Se Gyu Jang was born in Seoul, South Korea. He obtained his bachelor’s degree from Hanyang University in Seoul where he studied Chemical Engineering. During undergraduate, he had started his military service in Korea Air Force from 1998 and finally was discharged as a sergeant in 2000.  At graduation in 2003, he got a summa cum laude from Applied Chemical Engineering Department. Then, he decided to move to Korea Advanced institute in Science and Technology (KAIST) located in Deajon, South Korea for his Ph.D. degree. During his Ph.D. course under the supervision of Prof. Seung-Man Yang (http://msfl.kaist.ac.kr), he developed and improved colloidal lithography. He has intensively studied on the localized surface plasmon resonance (LSPR) and surface-enhanced Raman scattering (SERS) of patterned metal-nanostructures fabricated by colloidal lithography. In 2005, he received a scholarship from our government and worked with Ed. Kramer in University of California, Santa Barbara (UCSB) for a year. Under his supervision, he has learned synthesize of block copolymers by living polymerizations such as anionic polymerization and reversible addition-fragmentation chain transfer (RAFT).
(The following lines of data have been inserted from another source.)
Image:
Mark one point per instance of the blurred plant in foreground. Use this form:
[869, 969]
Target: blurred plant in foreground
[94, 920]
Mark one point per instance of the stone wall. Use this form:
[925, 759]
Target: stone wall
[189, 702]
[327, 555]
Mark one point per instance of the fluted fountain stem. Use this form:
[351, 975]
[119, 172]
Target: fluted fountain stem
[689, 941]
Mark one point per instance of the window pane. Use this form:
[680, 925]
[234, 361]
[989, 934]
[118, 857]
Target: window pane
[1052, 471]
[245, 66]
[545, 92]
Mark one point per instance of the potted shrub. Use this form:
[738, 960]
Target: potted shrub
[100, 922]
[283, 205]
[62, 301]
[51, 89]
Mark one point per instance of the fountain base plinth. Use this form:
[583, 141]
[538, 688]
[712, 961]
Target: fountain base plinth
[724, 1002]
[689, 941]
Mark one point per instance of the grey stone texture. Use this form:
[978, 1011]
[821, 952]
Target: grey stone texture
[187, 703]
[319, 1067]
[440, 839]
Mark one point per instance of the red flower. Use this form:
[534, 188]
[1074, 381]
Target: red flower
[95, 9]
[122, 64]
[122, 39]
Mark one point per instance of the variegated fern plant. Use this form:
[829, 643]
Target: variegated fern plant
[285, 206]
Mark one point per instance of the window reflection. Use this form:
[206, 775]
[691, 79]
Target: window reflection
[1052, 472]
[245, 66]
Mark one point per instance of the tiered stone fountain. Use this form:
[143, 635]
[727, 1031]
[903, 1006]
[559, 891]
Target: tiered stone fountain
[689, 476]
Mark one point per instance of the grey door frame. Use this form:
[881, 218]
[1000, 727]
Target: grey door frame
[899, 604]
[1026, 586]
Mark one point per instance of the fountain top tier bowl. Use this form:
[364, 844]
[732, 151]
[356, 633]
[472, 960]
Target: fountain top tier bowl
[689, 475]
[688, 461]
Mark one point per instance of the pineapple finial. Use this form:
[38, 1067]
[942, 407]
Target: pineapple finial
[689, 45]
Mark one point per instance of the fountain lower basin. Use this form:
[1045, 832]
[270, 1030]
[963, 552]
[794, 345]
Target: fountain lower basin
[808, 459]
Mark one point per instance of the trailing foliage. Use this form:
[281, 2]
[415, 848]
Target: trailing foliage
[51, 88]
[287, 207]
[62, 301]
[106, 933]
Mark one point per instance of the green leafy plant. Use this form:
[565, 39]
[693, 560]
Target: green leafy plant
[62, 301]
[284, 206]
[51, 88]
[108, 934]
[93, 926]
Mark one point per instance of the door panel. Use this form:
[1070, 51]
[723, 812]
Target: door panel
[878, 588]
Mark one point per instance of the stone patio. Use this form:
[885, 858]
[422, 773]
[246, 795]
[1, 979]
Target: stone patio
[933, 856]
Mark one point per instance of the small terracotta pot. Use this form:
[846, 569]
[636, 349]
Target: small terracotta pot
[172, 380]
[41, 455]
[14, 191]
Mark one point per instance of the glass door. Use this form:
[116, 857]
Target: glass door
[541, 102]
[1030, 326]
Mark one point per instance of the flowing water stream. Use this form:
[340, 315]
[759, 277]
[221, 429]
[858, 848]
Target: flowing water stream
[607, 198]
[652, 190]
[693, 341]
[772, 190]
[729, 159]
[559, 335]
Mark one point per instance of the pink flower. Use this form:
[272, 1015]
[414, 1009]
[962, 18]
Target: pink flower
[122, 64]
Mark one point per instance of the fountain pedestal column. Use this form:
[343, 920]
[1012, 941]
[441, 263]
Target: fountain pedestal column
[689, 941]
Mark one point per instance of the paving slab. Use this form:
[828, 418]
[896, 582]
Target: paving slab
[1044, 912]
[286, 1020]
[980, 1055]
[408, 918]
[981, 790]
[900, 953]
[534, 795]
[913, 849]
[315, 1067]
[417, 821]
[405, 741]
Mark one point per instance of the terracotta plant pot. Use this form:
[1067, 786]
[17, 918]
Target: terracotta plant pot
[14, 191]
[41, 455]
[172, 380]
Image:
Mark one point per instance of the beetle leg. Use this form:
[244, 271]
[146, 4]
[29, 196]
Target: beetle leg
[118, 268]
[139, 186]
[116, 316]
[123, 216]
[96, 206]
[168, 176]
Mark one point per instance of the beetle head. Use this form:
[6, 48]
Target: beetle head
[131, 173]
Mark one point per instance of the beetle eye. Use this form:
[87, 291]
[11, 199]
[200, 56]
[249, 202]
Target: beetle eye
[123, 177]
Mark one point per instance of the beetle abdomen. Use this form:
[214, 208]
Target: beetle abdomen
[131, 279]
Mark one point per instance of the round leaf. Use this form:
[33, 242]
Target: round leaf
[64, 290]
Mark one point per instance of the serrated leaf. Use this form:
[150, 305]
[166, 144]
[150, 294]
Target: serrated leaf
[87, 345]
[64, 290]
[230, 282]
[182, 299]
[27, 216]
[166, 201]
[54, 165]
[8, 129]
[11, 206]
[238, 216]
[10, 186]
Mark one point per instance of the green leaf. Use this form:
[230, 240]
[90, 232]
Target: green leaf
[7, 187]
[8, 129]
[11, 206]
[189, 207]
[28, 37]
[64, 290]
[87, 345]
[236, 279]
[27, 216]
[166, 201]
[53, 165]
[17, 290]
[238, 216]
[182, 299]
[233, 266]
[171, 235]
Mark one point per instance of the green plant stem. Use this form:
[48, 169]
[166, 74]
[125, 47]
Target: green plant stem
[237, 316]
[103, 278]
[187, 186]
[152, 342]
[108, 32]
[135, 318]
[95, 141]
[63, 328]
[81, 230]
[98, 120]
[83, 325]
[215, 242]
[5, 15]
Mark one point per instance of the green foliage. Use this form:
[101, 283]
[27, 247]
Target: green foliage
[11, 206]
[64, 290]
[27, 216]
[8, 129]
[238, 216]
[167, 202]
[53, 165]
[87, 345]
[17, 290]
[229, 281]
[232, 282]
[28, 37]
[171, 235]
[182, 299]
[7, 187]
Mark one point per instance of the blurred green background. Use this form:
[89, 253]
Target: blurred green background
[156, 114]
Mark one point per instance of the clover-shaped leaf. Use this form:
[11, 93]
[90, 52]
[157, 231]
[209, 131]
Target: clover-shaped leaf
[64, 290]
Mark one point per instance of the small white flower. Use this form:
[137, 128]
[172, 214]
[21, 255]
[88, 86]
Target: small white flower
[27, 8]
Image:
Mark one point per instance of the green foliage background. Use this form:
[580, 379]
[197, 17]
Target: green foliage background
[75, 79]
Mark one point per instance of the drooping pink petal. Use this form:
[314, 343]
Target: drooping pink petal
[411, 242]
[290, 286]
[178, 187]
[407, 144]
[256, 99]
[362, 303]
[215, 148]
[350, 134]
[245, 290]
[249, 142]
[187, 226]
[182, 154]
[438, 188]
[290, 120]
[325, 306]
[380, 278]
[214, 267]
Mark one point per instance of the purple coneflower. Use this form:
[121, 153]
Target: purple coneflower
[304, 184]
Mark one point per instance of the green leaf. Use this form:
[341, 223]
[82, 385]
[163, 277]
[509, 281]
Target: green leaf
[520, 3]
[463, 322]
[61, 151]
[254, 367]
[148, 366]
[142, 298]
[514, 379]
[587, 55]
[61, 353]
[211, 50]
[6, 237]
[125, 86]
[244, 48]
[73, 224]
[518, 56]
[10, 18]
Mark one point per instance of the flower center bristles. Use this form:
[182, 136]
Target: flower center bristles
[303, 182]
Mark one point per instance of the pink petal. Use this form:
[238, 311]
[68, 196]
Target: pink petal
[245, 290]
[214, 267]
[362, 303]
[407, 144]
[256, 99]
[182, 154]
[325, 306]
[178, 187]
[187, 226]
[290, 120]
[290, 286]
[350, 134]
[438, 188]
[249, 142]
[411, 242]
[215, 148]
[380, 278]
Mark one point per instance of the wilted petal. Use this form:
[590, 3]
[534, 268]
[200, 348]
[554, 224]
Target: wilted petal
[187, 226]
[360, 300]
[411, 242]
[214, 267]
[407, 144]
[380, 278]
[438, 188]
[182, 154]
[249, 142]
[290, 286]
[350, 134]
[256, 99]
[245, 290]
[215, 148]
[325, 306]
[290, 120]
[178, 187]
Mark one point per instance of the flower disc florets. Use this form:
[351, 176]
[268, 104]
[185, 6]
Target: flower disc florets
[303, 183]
In 2008, he got a Ph.D. degree from Chemical and Biomolecular Engineering Department in KAIST. Then, he got a scholarship from the Korea Research Foundation again and came back to UCSB as a postdoc in order to broaden his knowledge and experience.

Research: 

Colloidal lithography (CL), in which self-assembled colloids are used as masks for fabricating 2-D nanostructures, is a simple and cost-effective alternative lithographic tool of advanced lithographic techniques frequently employed in nanofabrication. A variety of patterns, ranging from several tens nanometers to several micrometers, have been successfully fabricated via selective etching or deposition of metals on bare or modified colloidal masks. We developed simple and cost-effective method for the creation of hexagonally ordered dimple and metal arrays using embedding of colloidal spheres into polymeric thin film.